- Born: c. 1876 Cork, Ireland
- Died: 12 August 1952 Dublin, Ireland
- Occupation: Publisher
- Notable work: Fergus O'Connor Collection at the National Library of Ireland

= Fergus O'Connor (publisher) =

Irish publisher and nationalist

Fergus O'Connor (c. 1876–12 August 1952) was an Irish publisher and supporter of Irish Independence. Born in Cork, but working mostly in Dublin, he was imprisoned for his role in support of the 1916 Easter Rising. He later printed several early works of Seán O'Casey. The National Library of Ireland holds a collection of his photographic images.

==Life==
O'Connor was born in Cork c. 1876, later moving to Dublin where he operated a publishing business from Eccles Street.

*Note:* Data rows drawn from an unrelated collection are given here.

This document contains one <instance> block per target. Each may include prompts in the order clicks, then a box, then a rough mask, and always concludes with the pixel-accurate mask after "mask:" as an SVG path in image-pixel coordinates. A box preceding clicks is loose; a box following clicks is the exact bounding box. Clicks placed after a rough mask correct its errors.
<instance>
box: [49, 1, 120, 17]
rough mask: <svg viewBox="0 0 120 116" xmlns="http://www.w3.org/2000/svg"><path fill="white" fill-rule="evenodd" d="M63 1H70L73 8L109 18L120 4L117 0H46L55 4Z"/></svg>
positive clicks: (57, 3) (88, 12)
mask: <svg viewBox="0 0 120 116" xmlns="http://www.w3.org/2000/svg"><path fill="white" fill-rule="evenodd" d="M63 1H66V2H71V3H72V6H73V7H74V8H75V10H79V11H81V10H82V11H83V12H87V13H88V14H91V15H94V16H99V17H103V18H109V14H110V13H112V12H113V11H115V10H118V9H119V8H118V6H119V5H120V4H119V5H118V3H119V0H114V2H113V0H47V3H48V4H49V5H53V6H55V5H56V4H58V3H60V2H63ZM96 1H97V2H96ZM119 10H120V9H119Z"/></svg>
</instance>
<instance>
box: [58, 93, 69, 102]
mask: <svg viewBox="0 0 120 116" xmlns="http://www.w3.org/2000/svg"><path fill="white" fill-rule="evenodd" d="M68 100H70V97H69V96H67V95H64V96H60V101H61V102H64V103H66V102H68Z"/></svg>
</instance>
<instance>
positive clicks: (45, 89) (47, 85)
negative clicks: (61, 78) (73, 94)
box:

According to his military pension record, O'Connor was a member of the 1st Dublin Battalion of the Irish Volunteers, and he is described in some sources as a "1916 veteran". He printed and published nationalist postcards and other materials, a number of which were seized when O'Connor's premises were raided by the Dublin Castle authorities in the aftermath of the 1916 Rising. Arrested for his role in the Rising, O'Connor was interned in England, first in Dartmoor Prison in 1916, and subsequently in Lewes Prison in 1917. Upon his release from prison, he returned to Cork in June 1917 where he (along with fellow prisoners Thomas Hunter, David Kent, Diarmuid Lynch, Liam Tobin and J. J. Walsh) were met by an "enthusiastic" crowd.

Following his release, O'Connor returned to publishing, and he printed several early works of Seán O'Casey. These included two editions of Casey's Songs of the Wren, published in 1918. O'Connor also published A Call to the Women of Ireland, from a lecture by Constance Markievicz, in 1918. He also printed documents associated with the First Dáil of the revolutionary Irish Republic.

O'Connor died in August 1952, and is buried in Kinsale, County Cork. His wife, Maude, inherited a number of his papers. Several of O'Connor's publications, including photographs and ephemera, are held in the National Library of Ireland's "Fergus O'Connor collection".